Saxman Jon Irabagon Goes Metal On Your Ass, Avant Style

Categories: DIY

Undoubtedly, Volume 2: Appalachian Haze is an in-your-face improv colossus and to call it epic -- it's one continuous, bloodthirsty track clocking in at an improbable 48 minutes -- would be an understatement. While the hip masses are compiling their ridiculous best of 2012 lists in early December, here now comes along Irabagon, Pride and Barr bringing arguably the ultimate melt of fire-breathing skronk-fest brawling, six-string finger-fucking virtuosity, ubiquitous percussive hooks and jabs and gale-force horn swagger that may only be rivaled by another recent massive face-rip record Barr appears on, BARR SHEA DAHL (ugEXPLODE).

Alas, for Iragabon, like its Don't Hear Nothin' But The Blues predecessor, the new Volume 2: Appalachian Haze was no easy sell. Hence, Irabaggast Records was hatched. "I couldn't get anyone to put out the first one, barely, and this one (with Mike and Mick) is even way more extreme," Irabagon says. "So it seemed like it was going to be a fruitless labor to try to send it out to a lot of labels and just have it denied. I was just ready to get the kind of comments, emails or letters back [saying] 'You know this is one fifty-minute track, right? You know I can't market this and I can't sell it?' But Mike and Mick and I believed in the recording so much so I was just like "You know what? This needs to come out one way or another. So, I just decided that it was time to see what would happen if I started my own label."

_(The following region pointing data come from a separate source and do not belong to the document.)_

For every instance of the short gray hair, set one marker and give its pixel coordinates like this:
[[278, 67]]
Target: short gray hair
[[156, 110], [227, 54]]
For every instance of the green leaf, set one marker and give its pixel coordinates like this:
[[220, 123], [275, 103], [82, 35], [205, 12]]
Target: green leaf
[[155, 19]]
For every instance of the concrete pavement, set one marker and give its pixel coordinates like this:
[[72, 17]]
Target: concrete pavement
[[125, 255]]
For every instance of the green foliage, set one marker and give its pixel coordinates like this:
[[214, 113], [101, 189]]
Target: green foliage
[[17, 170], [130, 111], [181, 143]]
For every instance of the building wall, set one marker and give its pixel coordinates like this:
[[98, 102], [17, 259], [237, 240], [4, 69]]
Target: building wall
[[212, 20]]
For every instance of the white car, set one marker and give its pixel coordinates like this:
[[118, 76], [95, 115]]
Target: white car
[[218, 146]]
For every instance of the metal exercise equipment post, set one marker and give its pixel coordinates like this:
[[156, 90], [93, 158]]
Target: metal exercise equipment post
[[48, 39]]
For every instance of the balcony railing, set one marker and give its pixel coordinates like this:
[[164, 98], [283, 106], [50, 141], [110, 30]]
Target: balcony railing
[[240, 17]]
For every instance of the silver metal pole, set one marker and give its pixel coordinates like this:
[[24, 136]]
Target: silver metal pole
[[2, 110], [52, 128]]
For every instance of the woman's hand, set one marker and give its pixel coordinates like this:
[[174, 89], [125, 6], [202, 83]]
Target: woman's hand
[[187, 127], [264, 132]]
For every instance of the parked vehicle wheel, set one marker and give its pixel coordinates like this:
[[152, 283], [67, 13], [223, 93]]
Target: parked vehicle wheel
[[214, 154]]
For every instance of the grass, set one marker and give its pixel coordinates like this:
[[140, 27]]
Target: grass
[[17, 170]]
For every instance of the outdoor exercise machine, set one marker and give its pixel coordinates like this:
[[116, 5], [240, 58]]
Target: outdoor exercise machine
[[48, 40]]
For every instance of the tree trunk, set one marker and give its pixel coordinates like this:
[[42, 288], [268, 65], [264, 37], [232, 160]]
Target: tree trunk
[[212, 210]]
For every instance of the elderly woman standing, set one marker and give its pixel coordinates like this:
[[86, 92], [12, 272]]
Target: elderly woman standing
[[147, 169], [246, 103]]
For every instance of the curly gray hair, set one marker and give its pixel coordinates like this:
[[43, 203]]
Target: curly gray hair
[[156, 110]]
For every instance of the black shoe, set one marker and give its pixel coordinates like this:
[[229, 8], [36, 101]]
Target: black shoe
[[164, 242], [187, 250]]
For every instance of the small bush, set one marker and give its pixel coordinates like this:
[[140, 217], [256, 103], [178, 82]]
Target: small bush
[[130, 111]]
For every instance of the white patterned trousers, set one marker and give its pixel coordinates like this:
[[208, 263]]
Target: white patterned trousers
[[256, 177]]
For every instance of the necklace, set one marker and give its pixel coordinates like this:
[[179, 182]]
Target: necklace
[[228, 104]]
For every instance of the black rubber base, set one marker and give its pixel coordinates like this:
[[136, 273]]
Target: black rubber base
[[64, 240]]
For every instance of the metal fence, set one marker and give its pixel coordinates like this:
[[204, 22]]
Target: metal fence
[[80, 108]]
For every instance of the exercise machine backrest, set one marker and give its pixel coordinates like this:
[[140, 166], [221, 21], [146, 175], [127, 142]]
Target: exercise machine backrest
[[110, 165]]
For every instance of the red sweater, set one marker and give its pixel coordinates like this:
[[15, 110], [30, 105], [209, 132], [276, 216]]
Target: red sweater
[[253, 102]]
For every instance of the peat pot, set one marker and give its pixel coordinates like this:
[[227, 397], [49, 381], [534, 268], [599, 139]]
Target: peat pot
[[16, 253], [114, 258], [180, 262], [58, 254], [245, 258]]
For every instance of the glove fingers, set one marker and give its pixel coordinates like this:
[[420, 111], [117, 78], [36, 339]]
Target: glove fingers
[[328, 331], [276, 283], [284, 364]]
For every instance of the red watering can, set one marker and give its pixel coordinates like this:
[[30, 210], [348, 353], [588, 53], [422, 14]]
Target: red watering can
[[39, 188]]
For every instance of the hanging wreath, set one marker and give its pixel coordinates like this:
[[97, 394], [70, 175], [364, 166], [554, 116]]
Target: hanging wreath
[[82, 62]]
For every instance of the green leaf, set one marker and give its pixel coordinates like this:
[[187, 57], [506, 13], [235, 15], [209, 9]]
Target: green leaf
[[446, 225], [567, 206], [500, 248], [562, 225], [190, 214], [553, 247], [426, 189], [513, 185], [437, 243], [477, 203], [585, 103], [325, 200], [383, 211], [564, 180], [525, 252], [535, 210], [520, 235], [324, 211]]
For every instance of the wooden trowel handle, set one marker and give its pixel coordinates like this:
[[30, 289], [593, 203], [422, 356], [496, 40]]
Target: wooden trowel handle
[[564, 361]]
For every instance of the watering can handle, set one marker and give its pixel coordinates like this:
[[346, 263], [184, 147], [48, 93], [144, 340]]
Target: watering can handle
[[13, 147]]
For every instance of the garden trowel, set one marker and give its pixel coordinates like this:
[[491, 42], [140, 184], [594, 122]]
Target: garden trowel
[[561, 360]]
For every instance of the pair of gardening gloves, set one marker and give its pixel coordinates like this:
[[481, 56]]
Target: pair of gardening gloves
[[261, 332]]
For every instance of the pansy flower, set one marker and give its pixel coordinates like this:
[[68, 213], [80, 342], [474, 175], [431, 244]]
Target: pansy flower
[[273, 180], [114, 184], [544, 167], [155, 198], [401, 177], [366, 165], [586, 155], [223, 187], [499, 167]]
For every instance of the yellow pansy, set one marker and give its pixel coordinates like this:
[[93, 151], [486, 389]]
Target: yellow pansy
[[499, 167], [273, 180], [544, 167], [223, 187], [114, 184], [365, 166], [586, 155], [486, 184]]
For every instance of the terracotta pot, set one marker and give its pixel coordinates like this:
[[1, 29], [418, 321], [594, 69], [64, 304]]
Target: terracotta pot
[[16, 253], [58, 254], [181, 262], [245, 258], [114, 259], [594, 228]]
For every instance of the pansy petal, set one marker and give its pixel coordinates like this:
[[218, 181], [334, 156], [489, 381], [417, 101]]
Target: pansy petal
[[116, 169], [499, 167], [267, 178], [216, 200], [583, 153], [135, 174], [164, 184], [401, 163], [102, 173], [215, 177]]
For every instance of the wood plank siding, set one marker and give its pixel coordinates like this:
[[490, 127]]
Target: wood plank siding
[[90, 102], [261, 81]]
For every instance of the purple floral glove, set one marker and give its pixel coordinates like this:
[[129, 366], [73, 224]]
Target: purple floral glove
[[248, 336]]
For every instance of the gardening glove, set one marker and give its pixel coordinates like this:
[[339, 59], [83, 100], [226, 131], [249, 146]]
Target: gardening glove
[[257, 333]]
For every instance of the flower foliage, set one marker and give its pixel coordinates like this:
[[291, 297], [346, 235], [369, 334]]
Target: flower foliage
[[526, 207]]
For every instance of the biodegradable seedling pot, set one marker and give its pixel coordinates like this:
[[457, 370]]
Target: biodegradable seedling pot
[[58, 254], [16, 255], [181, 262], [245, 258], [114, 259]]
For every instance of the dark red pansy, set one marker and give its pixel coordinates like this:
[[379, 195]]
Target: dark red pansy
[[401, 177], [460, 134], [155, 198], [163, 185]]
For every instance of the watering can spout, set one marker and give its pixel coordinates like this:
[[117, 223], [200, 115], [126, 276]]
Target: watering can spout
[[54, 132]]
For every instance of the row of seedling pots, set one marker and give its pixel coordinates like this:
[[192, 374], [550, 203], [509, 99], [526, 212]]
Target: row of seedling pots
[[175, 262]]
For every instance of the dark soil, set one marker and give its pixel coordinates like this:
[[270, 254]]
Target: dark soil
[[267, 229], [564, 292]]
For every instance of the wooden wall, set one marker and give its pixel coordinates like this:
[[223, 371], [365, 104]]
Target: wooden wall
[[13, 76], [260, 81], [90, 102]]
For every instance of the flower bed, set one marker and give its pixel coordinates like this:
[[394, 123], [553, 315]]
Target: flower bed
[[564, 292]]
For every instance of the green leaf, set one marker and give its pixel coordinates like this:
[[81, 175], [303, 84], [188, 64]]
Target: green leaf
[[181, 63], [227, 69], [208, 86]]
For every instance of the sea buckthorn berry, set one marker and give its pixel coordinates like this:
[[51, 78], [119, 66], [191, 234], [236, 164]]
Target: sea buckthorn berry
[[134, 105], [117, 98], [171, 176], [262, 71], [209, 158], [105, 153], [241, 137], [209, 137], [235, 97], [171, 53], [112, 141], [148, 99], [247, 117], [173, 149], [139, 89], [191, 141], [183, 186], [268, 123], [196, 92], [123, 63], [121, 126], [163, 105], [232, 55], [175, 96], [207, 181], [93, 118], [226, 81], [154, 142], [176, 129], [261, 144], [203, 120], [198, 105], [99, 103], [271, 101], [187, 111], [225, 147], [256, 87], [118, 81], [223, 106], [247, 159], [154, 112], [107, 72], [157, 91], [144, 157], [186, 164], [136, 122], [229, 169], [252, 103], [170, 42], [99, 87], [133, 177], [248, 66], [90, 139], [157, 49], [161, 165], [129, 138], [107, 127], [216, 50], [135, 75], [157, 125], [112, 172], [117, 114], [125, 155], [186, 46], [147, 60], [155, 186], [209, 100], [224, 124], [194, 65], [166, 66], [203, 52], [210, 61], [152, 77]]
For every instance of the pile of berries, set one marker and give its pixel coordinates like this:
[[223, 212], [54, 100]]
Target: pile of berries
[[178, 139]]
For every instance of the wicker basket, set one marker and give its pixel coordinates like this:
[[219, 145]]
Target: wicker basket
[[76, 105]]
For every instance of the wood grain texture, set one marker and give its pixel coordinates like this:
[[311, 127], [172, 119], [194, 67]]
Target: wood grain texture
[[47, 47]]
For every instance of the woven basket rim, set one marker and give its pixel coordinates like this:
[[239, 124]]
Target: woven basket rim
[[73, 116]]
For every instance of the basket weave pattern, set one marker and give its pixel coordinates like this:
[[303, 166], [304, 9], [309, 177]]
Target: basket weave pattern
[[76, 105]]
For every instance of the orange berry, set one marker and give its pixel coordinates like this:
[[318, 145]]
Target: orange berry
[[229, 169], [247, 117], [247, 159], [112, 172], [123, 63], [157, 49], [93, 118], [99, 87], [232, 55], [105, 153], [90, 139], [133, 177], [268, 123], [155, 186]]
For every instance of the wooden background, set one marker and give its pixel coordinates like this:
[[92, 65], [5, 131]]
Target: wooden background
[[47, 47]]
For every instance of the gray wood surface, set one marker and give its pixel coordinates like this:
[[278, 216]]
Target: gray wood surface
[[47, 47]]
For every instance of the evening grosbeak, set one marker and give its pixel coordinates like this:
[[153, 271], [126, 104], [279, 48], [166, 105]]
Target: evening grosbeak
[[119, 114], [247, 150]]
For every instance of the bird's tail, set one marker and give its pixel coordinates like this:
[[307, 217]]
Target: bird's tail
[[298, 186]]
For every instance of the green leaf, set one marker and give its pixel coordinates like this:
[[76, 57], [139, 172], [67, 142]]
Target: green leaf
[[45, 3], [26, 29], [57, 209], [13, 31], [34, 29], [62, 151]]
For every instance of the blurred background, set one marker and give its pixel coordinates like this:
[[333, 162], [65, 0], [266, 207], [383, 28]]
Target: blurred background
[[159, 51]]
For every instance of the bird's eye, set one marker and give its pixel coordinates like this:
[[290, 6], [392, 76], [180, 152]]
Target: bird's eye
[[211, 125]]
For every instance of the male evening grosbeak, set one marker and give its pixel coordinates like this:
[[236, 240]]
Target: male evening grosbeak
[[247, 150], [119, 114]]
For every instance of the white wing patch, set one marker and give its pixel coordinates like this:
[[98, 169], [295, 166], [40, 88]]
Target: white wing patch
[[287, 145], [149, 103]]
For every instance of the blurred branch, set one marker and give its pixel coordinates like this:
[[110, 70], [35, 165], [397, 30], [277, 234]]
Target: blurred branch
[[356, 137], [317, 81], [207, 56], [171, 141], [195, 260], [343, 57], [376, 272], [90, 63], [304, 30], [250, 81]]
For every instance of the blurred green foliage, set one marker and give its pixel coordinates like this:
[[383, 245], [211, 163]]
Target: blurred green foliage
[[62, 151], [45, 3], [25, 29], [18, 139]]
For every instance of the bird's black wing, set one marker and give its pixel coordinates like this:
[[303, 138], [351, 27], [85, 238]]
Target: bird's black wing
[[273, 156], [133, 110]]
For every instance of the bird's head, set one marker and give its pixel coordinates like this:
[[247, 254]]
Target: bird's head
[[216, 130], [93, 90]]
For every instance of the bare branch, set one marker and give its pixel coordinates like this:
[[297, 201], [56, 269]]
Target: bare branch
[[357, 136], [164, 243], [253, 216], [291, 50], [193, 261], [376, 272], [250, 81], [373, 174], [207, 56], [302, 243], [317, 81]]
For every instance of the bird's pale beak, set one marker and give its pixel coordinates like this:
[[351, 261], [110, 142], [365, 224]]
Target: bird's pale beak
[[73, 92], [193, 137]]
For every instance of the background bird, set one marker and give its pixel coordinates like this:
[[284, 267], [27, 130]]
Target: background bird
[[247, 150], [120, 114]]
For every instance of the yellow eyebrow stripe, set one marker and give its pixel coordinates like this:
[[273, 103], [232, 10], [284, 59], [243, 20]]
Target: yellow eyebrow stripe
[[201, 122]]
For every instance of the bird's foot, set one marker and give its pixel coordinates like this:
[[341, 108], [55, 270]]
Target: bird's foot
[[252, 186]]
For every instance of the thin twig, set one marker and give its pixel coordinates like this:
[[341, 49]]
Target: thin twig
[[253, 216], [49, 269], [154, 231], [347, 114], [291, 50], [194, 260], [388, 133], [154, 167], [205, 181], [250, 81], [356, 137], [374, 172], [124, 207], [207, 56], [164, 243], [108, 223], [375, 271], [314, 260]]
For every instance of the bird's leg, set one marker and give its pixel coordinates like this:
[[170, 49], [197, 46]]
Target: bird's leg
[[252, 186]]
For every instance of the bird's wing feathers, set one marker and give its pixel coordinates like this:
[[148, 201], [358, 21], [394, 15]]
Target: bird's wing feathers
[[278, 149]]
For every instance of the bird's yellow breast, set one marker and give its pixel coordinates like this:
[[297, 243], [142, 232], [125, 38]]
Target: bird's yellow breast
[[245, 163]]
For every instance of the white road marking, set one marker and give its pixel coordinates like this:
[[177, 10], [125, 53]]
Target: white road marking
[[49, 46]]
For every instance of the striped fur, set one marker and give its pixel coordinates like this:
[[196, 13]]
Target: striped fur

Pride, writing via email, is psyched about the collaboration. The versatile Brooklyn drummer helms jazz maestros From Bacteria to Boys, anchors experimental noisemakers The Spanish Donkey (with guitarist Joe Morris and keysmaster Jamie Saft) and also owns a deep background in punk and hardcore, has known Barr for fifteen years but playing together never came to fruition. Until now. "We had always talked about doing a project together and it never happened. We couldn't even get a jam together. But we have shared many bills together in that time. I have always been a fan of Mick's and I think Mick has always enjoyed my work. So, when I offered Mick the chance to play with Jon I at The Stone last year, he happily jumped in and knocked it out of the park. Now Mick and I are also working on a really strange duo project for tarr (an Aberganian lute) and percussion."

As for the two records, Pride offers his take on its contrasting nuances. "I think the first record sounds all over the place--which is fine because that was one of the many goals. The new record sounds much more settled and consistent, sonically. Where the first record seemed uneasy to me, the new record seems like one long ecstatic meditation."

Barr, also checking in via email, is somewhat enthused when asked about Irabagon's "metal" pedigree. "Heh. He's not much of a 'metal dude,'" Barr writes.
"He's very open minded and eager to explore that world. But I definitely wouldn't want to pigeonhole him as a "jazz guy" either. That's just rude."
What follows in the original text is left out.